Starting a small Tavern in rural Northern California. Barley and Hops Tavern catalogs the trials and tribulations of the restaurant biz, and teaching wine country to love beer.

Friday, May 30, 2008

Old Man McCloskey

In TV programs from the '40s and '50s, there is often an antagonist in the form of an older individual which just doesn't get those darn kids. Often, they are addressed by their last name, preceded by the honorific "Old Man".

There is a product which has been used for decades to seal wood which must weather the outdoors. It is known as spar varnish. Now "spar" in this sense does not refer to feigned pugilistic intent, rather, it is the mast of a boat. I imagine that masts are fairly important, as entire boats are made of wood in need of varnish, yet it is the spar which the product is named for.

Roundabout though it may be, I'm getting at an important point. McCloskey is a brand of spar varnish, bearing the full label: McCloskey's Man-O-War Marine Spar Varnish. A man-o-war is a type of jellyfish from Portugal, so I'm not sure what it's doing moonlighting in varnish, but the name McCloskey is one of those old-timey names that amuses me endlessly. First, I instantly thought of Old Man McCloskey chasing that whippersnapper [insert old-timey kid name] from the candy shop.

Also, it'd be a great name for a sandwich. I imagine Jimmy Durante ordering one: "Make that a McCloskey on Rye, Mac- hold the pickles and make it snappy. hah-cha-cha."

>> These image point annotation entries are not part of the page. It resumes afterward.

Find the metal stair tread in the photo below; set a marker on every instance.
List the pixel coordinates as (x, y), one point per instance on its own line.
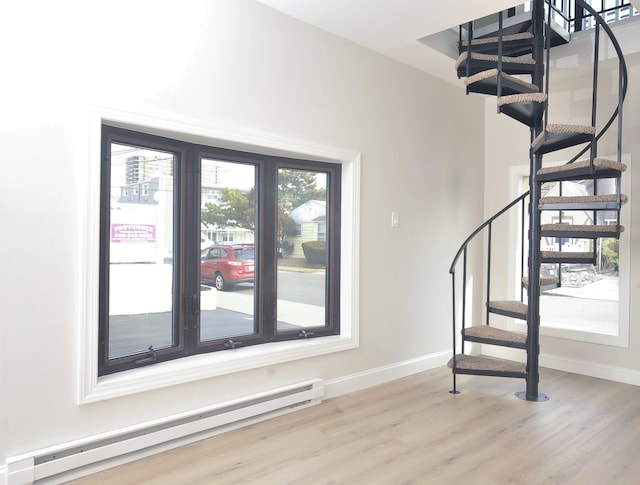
(583, 202)
(583, 169)
(527, 108)
(556, 137)
(489, 366)
(585, 257)
(486, 82)
(515, 40)
(509, 308)
(545, 282)
(581, 231)
(495, 336)
(481, 62)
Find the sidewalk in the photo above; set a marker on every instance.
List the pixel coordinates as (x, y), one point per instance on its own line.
(603, 289)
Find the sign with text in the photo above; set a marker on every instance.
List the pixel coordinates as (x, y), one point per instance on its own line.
(133, 233)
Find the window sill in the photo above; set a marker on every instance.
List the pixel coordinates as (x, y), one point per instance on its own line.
(205, 366)
(92, 388)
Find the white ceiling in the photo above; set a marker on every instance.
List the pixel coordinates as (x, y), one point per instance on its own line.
(393, 27)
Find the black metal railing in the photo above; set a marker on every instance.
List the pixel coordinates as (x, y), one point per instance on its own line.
(586, 11)
(463, 252)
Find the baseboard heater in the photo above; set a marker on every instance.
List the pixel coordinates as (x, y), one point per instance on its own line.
(83, 457)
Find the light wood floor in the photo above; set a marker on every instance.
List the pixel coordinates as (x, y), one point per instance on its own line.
(412, 431)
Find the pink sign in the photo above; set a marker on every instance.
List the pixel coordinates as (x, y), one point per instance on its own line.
(133, 233)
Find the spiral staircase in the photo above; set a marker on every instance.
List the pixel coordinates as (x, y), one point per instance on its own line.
(512, 64)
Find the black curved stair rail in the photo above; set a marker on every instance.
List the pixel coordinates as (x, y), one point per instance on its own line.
(463, 251)
(587, 171)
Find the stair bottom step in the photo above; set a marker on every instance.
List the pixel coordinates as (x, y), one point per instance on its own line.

In addition to applying McCloskey's Man-O-War Marine Spar Varnish to the outside bench/table things, I installed a 42-inch Samsung HD set on a motorized mount, and had DirecTV set me up, so that thirsty customers can watch the Sharks win while blowing the froth off a couple. I've always held that hockey goes best with a copper red ale, and some onion rings.

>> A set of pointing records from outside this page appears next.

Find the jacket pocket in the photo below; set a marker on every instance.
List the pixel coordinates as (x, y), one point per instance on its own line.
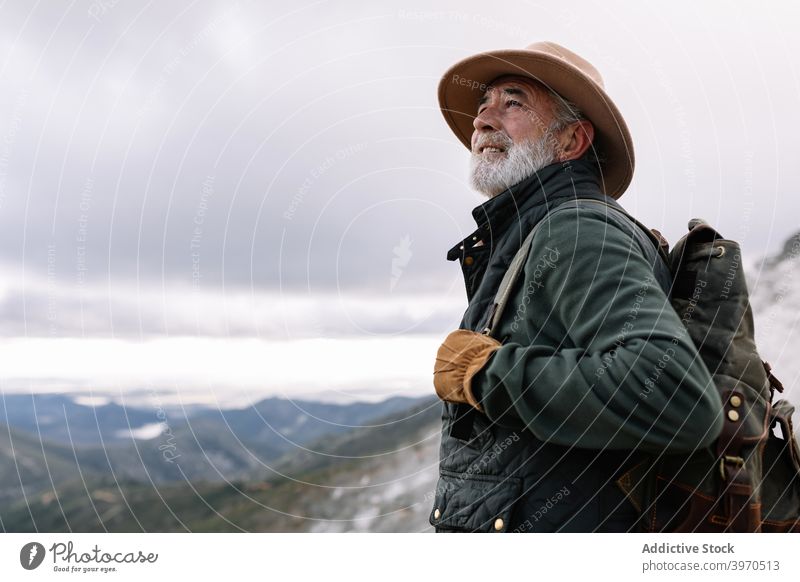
(474, 503)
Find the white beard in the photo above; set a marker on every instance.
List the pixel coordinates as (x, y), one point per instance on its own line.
(521, 161)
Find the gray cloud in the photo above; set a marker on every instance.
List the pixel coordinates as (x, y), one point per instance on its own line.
(306, 139)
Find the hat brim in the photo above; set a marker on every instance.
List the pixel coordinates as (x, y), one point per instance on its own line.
(463, 85)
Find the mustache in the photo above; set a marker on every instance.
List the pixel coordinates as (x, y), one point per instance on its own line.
(495, 138)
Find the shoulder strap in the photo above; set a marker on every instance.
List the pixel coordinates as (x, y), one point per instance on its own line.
(513, 273)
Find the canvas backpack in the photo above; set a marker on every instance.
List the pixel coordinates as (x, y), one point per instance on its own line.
(749, 479)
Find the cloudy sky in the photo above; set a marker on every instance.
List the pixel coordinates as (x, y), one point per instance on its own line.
(233, 199)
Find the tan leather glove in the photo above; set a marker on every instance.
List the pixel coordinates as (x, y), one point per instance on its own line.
(460, 357)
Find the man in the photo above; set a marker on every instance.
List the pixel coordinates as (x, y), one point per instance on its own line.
(592, 373)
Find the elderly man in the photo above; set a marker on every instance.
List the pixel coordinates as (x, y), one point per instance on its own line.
(589, 372)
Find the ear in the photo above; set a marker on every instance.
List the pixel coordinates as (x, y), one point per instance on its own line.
(575, 139)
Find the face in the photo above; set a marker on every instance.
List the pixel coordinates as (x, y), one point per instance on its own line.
(513, 135)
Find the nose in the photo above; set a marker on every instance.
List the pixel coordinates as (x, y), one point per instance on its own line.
(486, 120)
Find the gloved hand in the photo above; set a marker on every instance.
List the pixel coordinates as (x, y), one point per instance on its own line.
(460, 357)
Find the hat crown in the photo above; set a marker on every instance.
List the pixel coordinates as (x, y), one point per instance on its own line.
(566, 55)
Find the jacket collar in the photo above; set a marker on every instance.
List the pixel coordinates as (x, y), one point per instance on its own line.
(530, 200)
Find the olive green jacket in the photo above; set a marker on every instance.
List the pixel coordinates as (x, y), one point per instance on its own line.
(593, 354)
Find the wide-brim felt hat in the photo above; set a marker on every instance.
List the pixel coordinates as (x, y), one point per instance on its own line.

Moreover, we had our first meal at Barley and Hops. The first meal ever to be cooked and eaten at the tavern consisted of two pannini sandwiches (I calls 'em a McCloskey), some wierdly good organic snack bite thingies, and chips with salsa. It was eclecticly delicious, and the pannini press and convection oven work respectively like charms.

In other news, the high table stands have arrived, and the bar area is practically set up as it will be for service. The bar-height tables are great- they save space, and give diners an option to see the TV in the more casual bar area (as opposed to the black-tie formal dining we are planning for the rest of the restaurant).

A couple of days ago, the owner of the Inn at Occidental, Jerry, stopped by, and agreed to put our menu and entertainment schedule in their giant book of Occidental things to do. This is the same great place that my folks stayed at, and can't stop raving about. How many B+B suites out there have a private hot tube alcove, complete with Adirondack chairs? (Hint: it's 5) It's been great how everyone in town has stopped in to show their support. Every day, we meet someone new (which means by this time next week, we'll literally know everyone in town) wishing us well. It's uncanny and wonderful. Mr. McCloskey himself wouldn't have asked for a more welcoming place to live (with his jellyfish and boat masts).

1 comment:

Big Night Fan said...

Hey Noah,

I'm going to stop in soon and say "hi". I'm a local foodie (check out Every Meal A Feast), and also help Jerry and Tina the Inn at Occidental with their marketing. When is the planned opening???